La délégation de la République démocratique du Congo (RDC), prête à se lancer dans ce nouveau défi, se trouve depuis quelques heures à Washington (USA) pour ce faire. Conduite par la ministre congolaise de l’Environnement, Développement durable et Nouvelle économie du climat, Marie Nyange, veut jouer réellement son rôle dans ce nouveau challenge où la RDC est appelée à donner le meilleur pour la survie de la planète.
Le mécanisme Juridictionnel REDD+ (J-REDD+) repose sur l’émission de crédits carbone issus de la réduction de la déforestation et de la restauration forestière, certifiés selon des standards internationaux reconnus. Des pays comme le Costa Rica, le Ghana ou le Guyana ont déjà réalisé des ventes à grande échelle, et les experts estiment que ce marché pourrait générer jusqu’à 6 milliards de dollars par an au profit des pays forestiers et de leurs communautés.

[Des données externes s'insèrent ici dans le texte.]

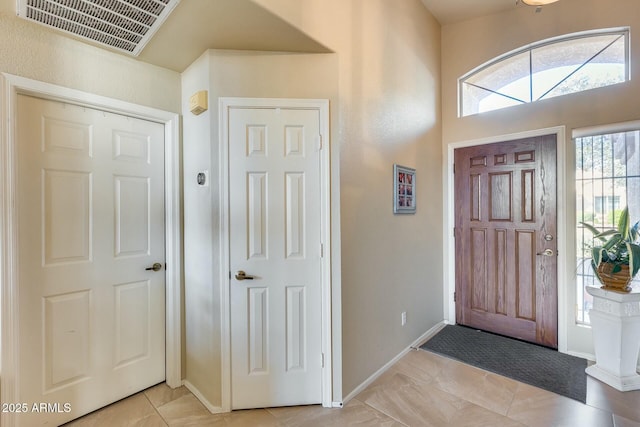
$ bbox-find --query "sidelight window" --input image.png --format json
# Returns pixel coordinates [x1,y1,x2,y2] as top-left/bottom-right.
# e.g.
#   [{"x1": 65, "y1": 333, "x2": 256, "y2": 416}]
[
  {"x1": 458, "y1": 28, "x2": 629, "y2": 117},
  {"x1": 574, "y1": 130, "x2": 640, "y2": 324}
]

Mais pour transformer l’essai, l’offre de crédits doit continuer de croître et la demande s’intensifier. C’est précisément le rôle que veut jouer la coalition : envoyer un signal fort et crédible aux marchés, coordonner les actions de ses membres et garantir que la finance carbone serve effectivement la conservation des forêts et les populations locales.
Les membres de la coalition – gouvernements, investisseurs, standard-setters, organisations autochtones et société civile – s’engageront sur des actions concrètes d’ici 2030. Cela passera par le renforcement des cadres juridiques, l’augmentation de l’offre de crédits de haute qualité et l’accélération des transactions.